25 de abril de 2006

A INTENÇÃO EM CLAUDIA ABREU





Claudia Abreu não precisa das mãos, nem de sotaques, nem de máscaras. Ela não grita, não faz pose, não se agiganta. Precisa apenas do que tem e não é muito: uma beleza discreta, uma presença pequena, uma voz comum. Atuar nem sempre significa encarnar personas, transmutar-se em personagens marcantes. Basta ficar de rosto inteiro na tela, como aconteceu num desses dias em Belíssima, em que Claudia Abreu enfrentou a ira da cunhada. Ela estava impotente diante do drama. Mas sua impotência não foi anunciada em expressões de dor ou raiva ou desencanto. Sem mover uma linha do rosto, ela simplesmente vestiu em camadas os conflitos que a levaram para aquela situação.

Sua cara se desmanchou, não em lágrimas, porque os olhos estavam secos. O queixo não tremeu, o nariz não fungou. Ela foi se transformando numa ruína humana. Conseguiu isso apenas trabalhando a intenção. Seu sofrimento era sua impossibilidade de ação, a dúvida de que estivesse fazendo o certo para proteger os filhos, o remorso frente à evidência. São como peles transparentes que vão se superpondo no rosto desfigurado pelas emoções em transe.

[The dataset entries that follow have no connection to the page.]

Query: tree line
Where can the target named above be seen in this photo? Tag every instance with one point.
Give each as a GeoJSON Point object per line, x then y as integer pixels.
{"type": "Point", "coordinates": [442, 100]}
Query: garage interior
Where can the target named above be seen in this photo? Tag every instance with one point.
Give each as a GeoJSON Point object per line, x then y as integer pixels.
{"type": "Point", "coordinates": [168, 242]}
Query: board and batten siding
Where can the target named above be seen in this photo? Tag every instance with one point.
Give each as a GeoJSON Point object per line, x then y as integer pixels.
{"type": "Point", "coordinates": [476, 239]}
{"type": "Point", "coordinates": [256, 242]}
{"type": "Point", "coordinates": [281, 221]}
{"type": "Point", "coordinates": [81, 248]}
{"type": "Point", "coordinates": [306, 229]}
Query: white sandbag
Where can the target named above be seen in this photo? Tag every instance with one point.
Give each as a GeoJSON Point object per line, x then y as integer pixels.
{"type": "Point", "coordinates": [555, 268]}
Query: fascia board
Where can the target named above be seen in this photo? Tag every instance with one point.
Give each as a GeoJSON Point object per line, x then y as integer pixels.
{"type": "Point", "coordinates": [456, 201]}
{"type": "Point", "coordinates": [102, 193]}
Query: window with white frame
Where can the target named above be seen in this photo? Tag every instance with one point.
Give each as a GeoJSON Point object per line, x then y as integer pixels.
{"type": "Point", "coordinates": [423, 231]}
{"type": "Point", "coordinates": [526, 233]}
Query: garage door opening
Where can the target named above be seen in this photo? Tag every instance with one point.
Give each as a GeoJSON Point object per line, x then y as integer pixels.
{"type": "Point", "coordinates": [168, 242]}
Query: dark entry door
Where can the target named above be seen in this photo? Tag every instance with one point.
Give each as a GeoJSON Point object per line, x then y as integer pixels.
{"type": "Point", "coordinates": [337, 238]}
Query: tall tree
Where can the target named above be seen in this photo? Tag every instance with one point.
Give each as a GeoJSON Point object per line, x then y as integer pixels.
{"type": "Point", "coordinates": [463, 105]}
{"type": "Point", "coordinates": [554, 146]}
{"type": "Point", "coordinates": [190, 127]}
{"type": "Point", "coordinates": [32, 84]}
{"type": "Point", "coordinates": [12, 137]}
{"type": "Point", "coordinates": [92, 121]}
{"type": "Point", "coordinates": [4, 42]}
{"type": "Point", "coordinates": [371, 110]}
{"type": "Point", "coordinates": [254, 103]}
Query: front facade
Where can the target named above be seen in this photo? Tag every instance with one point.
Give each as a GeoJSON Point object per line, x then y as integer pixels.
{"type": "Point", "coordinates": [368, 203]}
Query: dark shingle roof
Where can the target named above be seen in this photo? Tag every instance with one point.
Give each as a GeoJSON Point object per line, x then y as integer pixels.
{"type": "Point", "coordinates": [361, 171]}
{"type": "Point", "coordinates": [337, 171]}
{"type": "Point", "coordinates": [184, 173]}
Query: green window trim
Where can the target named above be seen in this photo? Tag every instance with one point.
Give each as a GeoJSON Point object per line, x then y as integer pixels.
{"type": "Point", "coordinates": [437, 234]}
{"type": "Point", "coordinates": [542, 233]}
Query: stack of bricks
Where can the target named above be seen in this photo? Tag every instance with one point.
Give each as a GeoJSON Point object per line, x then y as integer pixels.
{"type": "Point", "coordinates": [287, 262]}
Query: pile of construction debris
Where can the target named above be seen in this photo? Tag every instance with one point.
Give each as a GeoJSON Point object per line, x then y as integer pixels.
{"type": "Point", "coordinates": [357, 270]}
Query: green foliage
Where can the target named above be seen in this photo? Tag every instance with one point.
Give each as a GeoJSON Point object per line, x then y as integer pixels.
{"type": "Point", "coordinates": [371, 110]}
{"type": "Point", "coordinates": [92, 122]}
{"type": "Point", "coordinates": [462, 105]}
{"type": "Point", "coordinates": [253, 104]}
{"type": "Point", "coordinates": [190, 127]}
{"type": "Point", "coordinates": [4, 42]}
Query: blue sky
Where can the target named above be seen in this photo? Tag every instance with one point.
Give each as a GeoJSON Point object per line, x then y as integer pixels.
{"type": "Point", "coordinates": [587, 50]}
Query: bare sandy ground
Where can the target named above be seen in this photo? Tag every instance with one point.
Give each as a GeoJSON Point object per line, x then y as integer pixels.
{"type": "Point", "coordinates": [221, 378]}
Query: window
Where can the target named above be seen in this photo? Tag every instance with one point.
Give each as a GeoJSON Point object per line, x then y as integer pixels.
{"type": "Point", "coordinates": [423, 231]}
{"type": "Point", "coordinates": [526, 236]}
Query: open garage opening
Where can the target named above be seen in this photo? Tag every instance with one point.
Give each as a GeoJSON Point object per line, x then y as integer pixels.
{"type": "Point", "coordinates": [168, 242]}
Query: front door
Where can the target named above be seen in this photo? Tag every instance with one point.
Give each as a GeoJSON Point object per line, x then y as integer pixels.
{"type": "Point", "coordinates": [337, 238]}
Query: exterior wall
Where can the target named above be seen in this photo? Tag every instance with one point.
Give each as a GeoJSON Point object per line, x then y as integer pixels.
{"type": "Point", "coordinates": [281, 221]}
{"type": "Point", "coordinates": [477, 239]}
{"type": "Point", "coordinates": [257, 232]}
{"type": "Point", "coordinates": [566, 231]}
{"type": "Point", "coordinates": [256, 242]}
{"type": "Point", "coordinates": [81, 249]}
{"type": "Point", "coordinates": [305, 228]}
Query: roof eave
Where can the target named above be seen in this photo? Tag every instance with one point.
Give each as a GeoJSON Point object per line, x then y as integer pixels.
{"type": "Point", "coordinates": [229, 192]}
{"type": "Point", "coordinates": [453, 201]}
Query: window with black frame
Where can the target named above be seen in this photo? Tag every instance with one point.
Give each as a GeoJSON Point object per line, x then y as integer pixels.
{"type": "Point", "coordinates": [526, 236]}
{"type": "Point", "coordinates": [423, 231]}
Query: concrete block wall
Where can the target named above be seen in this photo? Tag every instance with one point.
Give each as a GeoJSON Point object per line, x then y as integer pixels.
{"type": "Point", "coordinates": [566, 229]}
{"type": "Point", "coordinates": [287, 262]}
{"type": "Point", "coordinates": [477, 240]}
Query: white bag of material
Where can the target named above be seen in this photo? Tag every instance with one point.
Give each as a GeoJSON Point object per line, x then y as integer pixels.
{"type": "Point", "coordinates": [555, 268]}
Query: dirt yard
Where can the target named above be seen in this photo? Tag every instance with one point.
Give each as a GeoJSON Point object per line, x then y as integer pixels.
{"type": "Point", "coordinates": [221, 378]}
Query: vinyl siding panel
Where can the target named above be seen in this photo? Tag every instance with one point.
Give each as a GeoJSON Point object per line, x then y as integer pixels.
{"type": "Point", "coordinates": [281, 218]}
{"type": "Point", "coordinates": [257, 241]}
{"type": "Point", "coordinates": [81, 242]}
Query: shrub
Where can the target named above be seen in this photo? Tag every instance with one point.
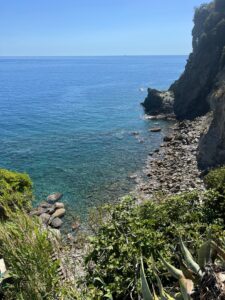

Ela não podia chorar, nem gritar, nem pedir perdão. Não podia dizer o verdadeiro motivo da sua decisão. Não podia prometer, nem jurar, nem implorar. Ela estava presa na armadilha da farsa que precisou assumir. Sua imobilidade é a transparência total. Sem músculos da face que a apoiassem, sem rugas significativas na testa, sem brilho nos olhos, ela ficou ali por incontáveis segundos, eternos enquanto víamos não a Vitória que se decompunha, mas a atriz que atingia o estado de arte.

No minuto seguinte ela chorou e fez tudo a que tinha direito. Mas naquele momento em que ficou amarrada à chantagem que a prendia, em que correntes opostas se jogavam no paredão de uma aparente submissão e indiferença, sua humanidade chegou à tona por meio desse desenho que Claudia compôs como tragédia, num folhetim que é pura apelação e falsidade.

Tem ator ruim demais ao redor de Claudia Abreu. Os caricatos, os anódinos, as potrancas, as bibelôs, os abestalhados. Uma galeria pobre para o ofício da interpretação. Mas não é isso que transforma Claudia num destaque. Com qualquer elenco, ele faria o mesmo. O que a faz intensa e maior é essa capacidade de reduzir-se à essência da profissão, que nada mais é do que trabalhar o que existe de subterrâneo, para que a aparência, o que é visto, convença, pela força da sinceridade tomada emprestada por uma técnica.

Não é para qualquer um. Pois existem divas, estrelas, damas, promessas, revelações. Mas poucas pessoas como Claudia Abreu, que interpreta confiando na inteligência do espectador, que aposta no sucesso do seu recado. E que cruza o tempo mau como se ela fosse a boa notícia de uma catástrofe chegando ao fim.